Internally, :meth:`torch_geometric.data.Dataset.__getitem__` gets data objects from :meth:`torch_geometric.data.Dataset.get` and optionally transforms them according to :obj:`transform`.

Let's see this process in a simplified example:

.. code-block:: python

    import os.path as osp

    import torch
    from torch_geometric.data import Dataset, download_url


    class MyOwnDataset(Dataset):
        def __init__(self, root, transform=None, pre_transform=None, pre_filter=None):
            super().__init__(root, transform, pre_transform, pre_filter)

        @property
        def raw_file_names(self):
            return ['some_file_1', 'some_file_2', ...]

        @property
        def processed_file_names(self):
            return ['data_1.pt', 'data_2.pt', ...]

        def download(self):
            # Download to `self.raw_dir`.
            path = download_url(url, self.raw_dir)
            ...

        def process(self):
            idx = 0
            for raw_path in self.raw_paths:
                # Read data from `raw_path`.
                data = Data(...)

                if self.pre_filter is not None and not self.pre_filter(data):
                    continue

                if self.pre_transform is not None:
                    data = self.pre_transform(data)

                torch.save(data, osp.join(self.processed_dir, f'data_{idx}.pt'))
                idx += 1

        def len(self):
            return len(self.processed_file_names)

        def get(self, idx):
            data = torch.load(osp.join(self.processed_dir, f'data_{idx}.pt'))
            return data

Here, each graph data object gets saved individually in :meth:`~torch_geometric.data.Dataset.process`, and is manually loaded in :meth:`~torch_geometric.data.Dataset.get`.

Frequently Asked Questions
--------------------------

#. **How can I skip the execution of** :meth:`download` **and/or** :meth:`process` **?**

    You can skip downloading and/or processing by just not overriding the :meth:`download()` and :meth:`process()` methods:

    .. code-block:: python

        class MyOwnDataset(Dataset):
            def __init__(self, transform=None, pre_transform=None):
                super().__init__(None, transform, pre_transform)

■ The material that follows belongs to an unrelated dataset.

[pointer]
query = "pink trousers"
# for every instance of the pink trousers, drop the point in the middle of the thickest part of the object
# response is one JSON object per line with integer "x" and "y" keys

#. **Do I really need to use these dataset interfaces?**

    No! Just as in regular :pytorch:`PyTorch`, you do not have to use datasets, *e.g.*, when you want to create synthetic data on the fly without saving them explicitly to disk.
    In this case, simply pass a regular python list holding :class:`torch_geometric.data.Data` objects and pass them to :class:`torch_geometric.loader.DataLoader`:

    .. code-block:: python

        from torch_geometric.data import Data
        from torch_geometric.loader import DataLoader

        data_list = [Data(...), ..., Data(...)]
        loader = DataLoader(data_list, batch_size=32)

Exercises
---------

Consider the following :class:`~torch_geometric.data.InMemoryDataset` constructed from a list of :obj:`~torch_geometric.data.Data` objects:

.. code-block:: python

    class MyDataset(InMemoryDataset):
        def __init__(self, root, data_list, transform=None):
            self.data_list = data_list
            super().__init__(root, transform)
            self.load(self.processed_paths[0])

        @property
        def processed_file_names(self):
            return 'data.pt'

        def process(self):
            self.save(self.data_list, self.processed_paths[0])

1. What is the output of :obj:`self.processed_paths[0]`?

2. What does :meth:`~torch_geometric.data.InMemoryDataset.save` do?